Things changed after Miller's acquittal in attack

Miller spent about eight months in custody before he was acquitted. After his release, Amy said, two major things changed in their marriage.

The first was their sex life, as Miller introduced concepts like bondage and knife and needle play, she said. Amy testified that she wasn't keen on doing these things, but she didn't protest, at first due to her religious ideas of what a wife should do and be.

"I pretty much felt it was my job to do what he wanted me to do in that role as much as any other," she said.

Later in their marriage, she said, she was too scared to say anything.

"I was avoiding any confrontation with him at all at that point." she testified. "And I wanted to be as compliant as possible, so I would stay where he loved me enough not to kill me."

The second change was that their fights escalated, becoming louder and harder to get over, Amy said. She recalled Miller as being more likely to yell, or hit a wall, or slam his fist down on the table.
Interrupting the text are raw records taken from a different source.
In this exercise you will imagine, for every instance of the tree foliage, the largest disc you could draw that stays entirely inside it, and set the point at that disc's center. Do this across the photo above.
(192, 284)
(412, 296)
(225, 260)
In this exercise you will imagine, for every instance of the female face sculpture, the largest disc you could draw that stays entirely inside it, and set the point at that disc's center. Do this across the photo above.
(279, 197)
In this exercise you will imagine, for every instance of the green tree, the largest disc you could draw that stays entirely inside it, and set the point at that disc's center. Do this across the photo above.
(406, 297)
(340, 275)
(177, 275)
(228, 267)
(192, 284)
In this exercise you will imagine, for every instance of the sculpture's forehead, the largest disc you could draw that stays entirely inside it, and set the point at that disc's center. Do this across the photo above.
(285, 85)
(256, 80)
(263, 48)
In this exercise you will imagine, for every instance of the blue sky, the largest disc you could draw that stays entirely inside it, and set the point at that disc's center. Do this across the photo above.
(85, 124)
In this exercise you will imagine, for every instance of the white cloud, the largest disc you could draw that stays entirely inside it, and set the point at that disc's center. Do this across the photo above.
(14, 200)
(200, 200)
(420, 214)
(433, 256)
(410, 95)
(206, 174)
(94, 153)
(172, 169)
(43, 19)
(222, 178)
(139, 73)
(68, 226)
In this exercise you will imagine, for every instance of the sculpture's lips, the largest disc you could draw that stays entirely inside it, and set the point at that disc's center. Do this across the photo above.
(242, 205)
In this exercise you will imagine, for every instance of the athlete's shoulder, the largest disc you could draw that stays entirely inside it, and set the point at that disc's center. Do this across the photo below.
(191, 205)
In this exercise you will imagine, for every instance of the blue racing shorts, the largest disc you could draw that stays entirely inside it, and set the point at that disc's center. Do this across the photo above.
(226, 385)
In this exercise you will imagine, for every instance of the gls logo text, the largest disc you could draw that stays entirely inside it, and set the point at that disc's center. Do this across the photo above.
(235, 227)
After they moved back to Phoenix, in 2003, Amy said Miller told her that he had been the one who attacked a girl with a knife off a trail near their apartment in Washington — a separate incident to the one he was arrested in.

She said Miller's "difficult temper" and his tendency to become "frightening when angry" were part of why they eventually separated in 2005.

She recalled one incident in which they were planning to go on a family outing but it erupted into an argument.

Amy said Miller grabbed their young daughter out of her arms and strapped her into the car as Amy tried to get her back before he locked the doors and started driving away.

Amy said she was holding on to the back door handle as he drove away. Miller continued to drive and drag her until she couldn't hold on any longer and fell off. He came back with Sarah a short time later, she said, and she told him she was upset at him for putting her in danger like that.

"What did he say?" the prosecutor asked.

"That he didn’t think I was stupid enough to hold on to the door handle," Amy said. "And I should have let go."

Her testimony will continue later in the trial.